Boundary probes test against: devops, ml_ai

Non-Technical

legal

Keywords: legal, law, regulation, compliance, contract, liability, intellectual property, gdpr, hipaa, terms of service, privacy policy, copyright, patent

Boundary probes test against: distributed_systems, security

medical

Keywords: medical, clinical, diagnosis, treatment, patient, pharmacology, symptom, dosage, contraindication, clinical trial, healthcare, therapeutic

Boundary probes test against: ml_ai, security

financial

Keywords: financial, accounting, revenue, profit, balance sheet, investment, portfolio, tax, audit, budgeting, financial model, valuation, equity, debt, forex

Boundary probes test against: data_science, security

writing

Keywords: writing, copywriting, content, blog, article, editorial, prose, narrative, technical writing, documentation, style guide, tone of voice

Boundary probes test against: databases, security

Generic probes

Every agent receives three generic out-of-scope probes regardless of domain:

  1. Time-sensitive factual question (Federal Reserve interest rate)
  2. Medical question (warfarin drug interactions)
  3. Legal question (GPL licensing in proprietary products)

These verify that agents hedge appropriately on questions that fall outside any technical domain.

Custom domains via config

You can customize domains without modifying source code by adding a domains section to your agent-evals.yaml:

# Use all 18 built-in domains (default when omitted)
# domains:

# Select specific built-ins only
domains:
  - backend
  - frontend
  - databases

# Extend a built-in with extra keywords
domains:
  - name: backend
    extends: builtin
    keywords: [axum, actix-web, tokio]

# Add a fully custom domain
domains:
  - name: payments
    keywords: [payment gateway, stripe, plaid, ach transfer]

# Mix built-in refs, extensions, and custom domains
domains:
  - backend
  - frontend
  - name: backend
    extends: builtin
    keywords: [axum, actix-web, tokio]
  - name: payments
    keywords: [payment gateway, stripe, plaid, ach transfer]

Each entry is either a string (built-in reference) or a map with:

  • name (required) — the domain identifier
  • keywords (required) — list of keywords to match in agent prompts
  • extends: builtin (optional) — merge your keywords onto the built-in keyword list

Edge cases:

  • Omitted or empty domains list returns all built-ins
  • Unknown string references are skipped with a stderr warning
  • Duplicate domain names: last entry wins
  • extends: builtin for an unknown built-in: treated as custom-only
  • Custom domain with no keywords: skipped

Contributing new built-in domains

To add a new built-in domain:

  1. Check this file first.
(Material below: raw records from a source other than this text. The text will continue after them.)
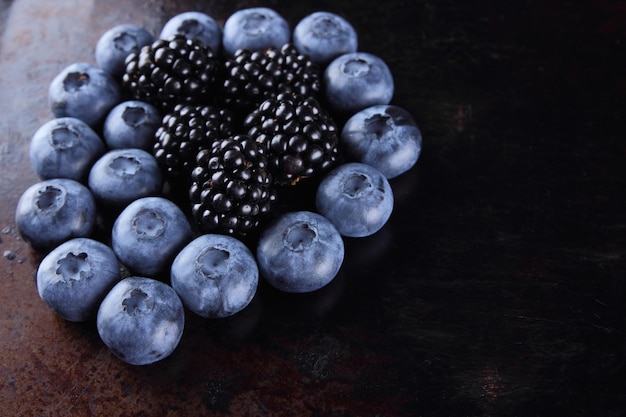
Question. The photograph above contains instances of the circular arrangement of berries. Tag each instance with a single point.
(164, 168)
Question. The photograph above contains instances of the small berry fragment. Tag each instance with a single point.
(299, 134)
(171, 71)
(231, 190)
(184, 132)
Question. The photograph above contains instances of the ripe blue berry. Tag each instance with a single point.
(141, 320)
(255, 29)
(121, 176)
(194, 25)
(131, 124)
(148, 234)
(65, 148)
(357, 80)
(215, 275)
(53, 211)
(385, 137)
(324, 36)
(117, 43)
(83, 91)
(75, 276)
(356, 198)
(300, 252)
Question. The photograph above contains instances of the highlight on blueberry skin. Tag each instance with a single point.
(131, 124)
(255, 29)
(300, 252)
(148, 233)
(356, 198)
(215, 275)
(53, 211)
(75, 276)
(83, 91)
(141, 320)
(324, 36)
(385, 137)
(194, 25)
(357, 80)
(117, 43)
(121, 176)
(64, 148)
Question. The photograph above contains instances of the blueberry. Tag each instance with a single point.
(148, 233)
(300, 252)
(324, 36)
(117, 43)
(141, 320)
(53, 211)
(121, 176)
(65, 148)
(83, 91)
(131, 124)
(356, 198)
(215, 275)
(357, 80)
(255, 29)
(194, 25)
(75, 276)
(385, 137)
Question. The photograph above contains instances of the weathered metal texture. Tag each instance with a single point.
(496, 288)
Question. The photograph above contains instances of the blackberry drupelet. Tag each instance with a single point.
(231, 189)
(172, 71)
(251, 77)
(184, 132)
(300, 136)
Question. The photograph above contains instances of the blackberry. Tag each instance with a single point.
(251, 77)
(171, 71)
(231, 189)
(184, 132)
(300, 136)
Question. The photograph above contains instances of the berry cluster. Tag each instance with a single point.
(186, 141)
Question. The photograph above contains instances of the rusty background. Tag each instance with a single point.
(497, 288)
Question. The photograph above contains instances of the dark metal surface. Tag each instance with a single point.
(497, 288)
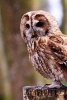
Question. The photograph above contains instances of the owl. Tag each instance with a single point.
(47, 46)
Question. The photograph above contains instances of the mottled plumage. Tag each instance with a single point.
(47, 46)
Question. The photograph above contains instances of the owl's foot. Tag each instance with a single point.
(56, 85)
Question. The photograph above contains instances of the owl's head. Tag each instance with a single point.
(35, 24)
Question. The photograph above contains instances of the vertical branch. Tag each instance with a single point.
(4, 67)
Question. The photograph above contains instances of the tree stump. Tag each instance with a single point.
(40, 93)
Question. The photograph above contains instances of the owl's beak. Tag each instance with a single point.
(34, 35)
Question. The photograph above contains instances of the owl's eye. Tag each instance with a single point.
(27, 26)
(40, 24)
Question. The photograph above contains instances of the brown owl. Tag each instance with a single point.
(47, 46)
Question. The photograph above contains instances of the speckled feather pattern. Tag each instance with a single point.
(47, 46)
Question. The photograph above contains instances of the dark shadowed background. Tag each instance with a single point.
(15, 69)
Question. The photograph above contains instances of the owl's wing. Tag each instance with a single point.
(58, 47)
New domains must not duplicate or conflict with existing domains. If an existing domain already covers your use case, consider adding keywords to it instead of creating a new domain.
  2. Add keywords to BuiltinDomains in internal/analysis/domains.go.
  3. Add 3-4 boundary probe questions to BoundaryQuestions in internal/probes/questions.go.
  4. Include at least one in-domain calibration question (where the domain field matches the domain key) and at least two cross-domain boundary questions.
  5. Run go test ./... to verify nothing breaks.
  6. Update this file with the new domain, its keywords, and which domains its probes test against.

Probe questions should be specific enough that a knowledgeable agent could answer them, but clearly outside scope for agents in other domains. Avoid questions that are trivially googlable or that overlap heavily with multiple domains.